So you have established that Industrial DataOps can play a vital role in your effort to truly transform your business. The challenge now is to define what capabilities your Industrial DataOps solution needs to support your business. This section provides a guideline to build out your request for proposal (RFP) and ensure you account for all critical capabilities and functionalities required for success.
This guideline will present the key areas to consider and should be used as a starting point to build a framework tailored to the needs of your organization. Issues to consider are presented in the form of questions. You may choose to put some or all of these directly to potential solution providers, as well as using them as an internal assessment tool.
As no single solution will solve all your data challenges, you will need to align your organization around the right capabilities critical to unlocking the potential of your industrial data.
What to Consider When Creating a Request for Proposal (RFP) for an Industrial DataOps Solution
Use Cases and Past Successes
First and foremost, Industrial DataOps must be able to deliver long-term value to your organization. Making this happen requires alignment between your organizational goals and the potential solution provider’s capabilities. Knowing that your solution provider has competency within your domain will increase the probability of delivering on your expected ROI.
Questions to evaluate a potential solution provider:
- Can you provide a brief description of your company, industrial business areas, main products/services, relevant expertise and business strategy?
- Are your products/services general or specific to the relevant industry? Can you describe your domain expertise?
- How would you describe your key product differentiation?
- What is your experience with helping clients build business cases and developing a target ROI? Can you provide examples of successful business cases delivered?
Expert Tip: Successful Industrial DataOps solutions should start with 1–2 use cases defined before any work begins. Have a backlog of 2–5 more to move on to once success is achieved with initial use cases.
- Does the proposed solution enable more effective asset management? Can you provide examples?
- How have you applied machine learning solutions to solve client use cases? Can you share any use cases using hybrid AI solutions (combination of physics and ML capabilities)?
- What use cases have you delivered regarding unstructured data (e.g. video, 3D)?
- What are the most common types of use cases you have delivered?
- Do you have reference customers we can talk with?
- Can you provide a product demo?
Properly assessing Industrial DataOps software requires an understanding of two components: the foundation and the connectivity. Assessing the foundation is critical to ensure that the proposed solution will support your industrial data use cases and provide the tools needed to minimize time to value, and maximize scalability and repeatability.
Connectivity has two components: data extraction and application layer. Data extraction capabilities must allow you to connect to both existing and future data sources. The application layer focuses on how the solution provider will support applications on top of the foundation to deliver use cases.

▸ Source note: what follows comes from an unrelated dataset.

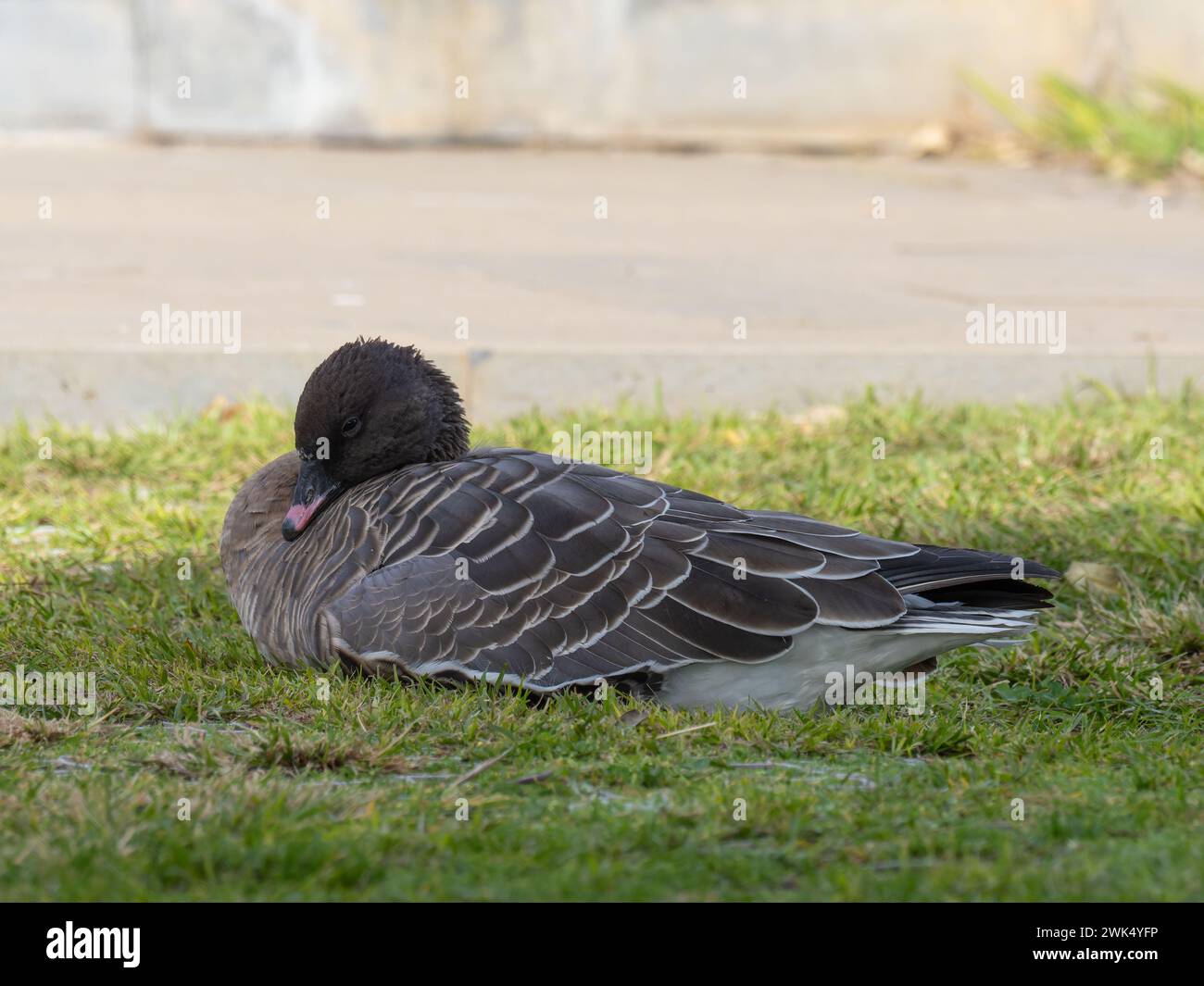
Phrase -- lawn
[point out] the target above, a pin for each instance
(206, 776)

Questions to evaluate a potential solution: Foundation
- How does the solution perform data contextualization (data mapping)? Is it automatic or semi-automatic? Does the solution suggest relationships to make identification and construction easy?
Expert Tip: The ideal solution should automate this process as much as possible, otherwise manually expanding the system to include new data sources will be extremely time-consuming and hard to manage.
- How is the contextualization (data mapping) process managed? Is it easily accessible?
- How do users make edits?
- How is the data model created in the proposed solution? How are relationships between data sources managed?
- What types of data formats are supported in the proposed solution?
- How does the proposed solution support data visualization?
- How does the proposed solution manage data quality? Are rules pre-built? Can rules be modified? Are rules applied universally or per use case?
Expert Tip: Data models are designed to be reused. Data quality should have the flexibility to be applied per use case. For example, different use cases may require the same data, but using this data for remote monitoring of an asset will not require the same update rate as using the same data to run an analytics model measuring performance.
- Does the proposed solution support templatization? How can applied work be reused?
Expert Tip: Templatization is a key component to scale solutions and ensures your organization will avoid getting trapped in proof-of-concept purgatory.
- How are notifications/messages supported in the proposed solution with regards to users associated with data and administrators?How does the solution score on scalability?
Expert Tip: As you expand beyond initial use cases, you will need a solution that is scalable. Industrial DataOps should be able to address scale at both site and enterprise levels.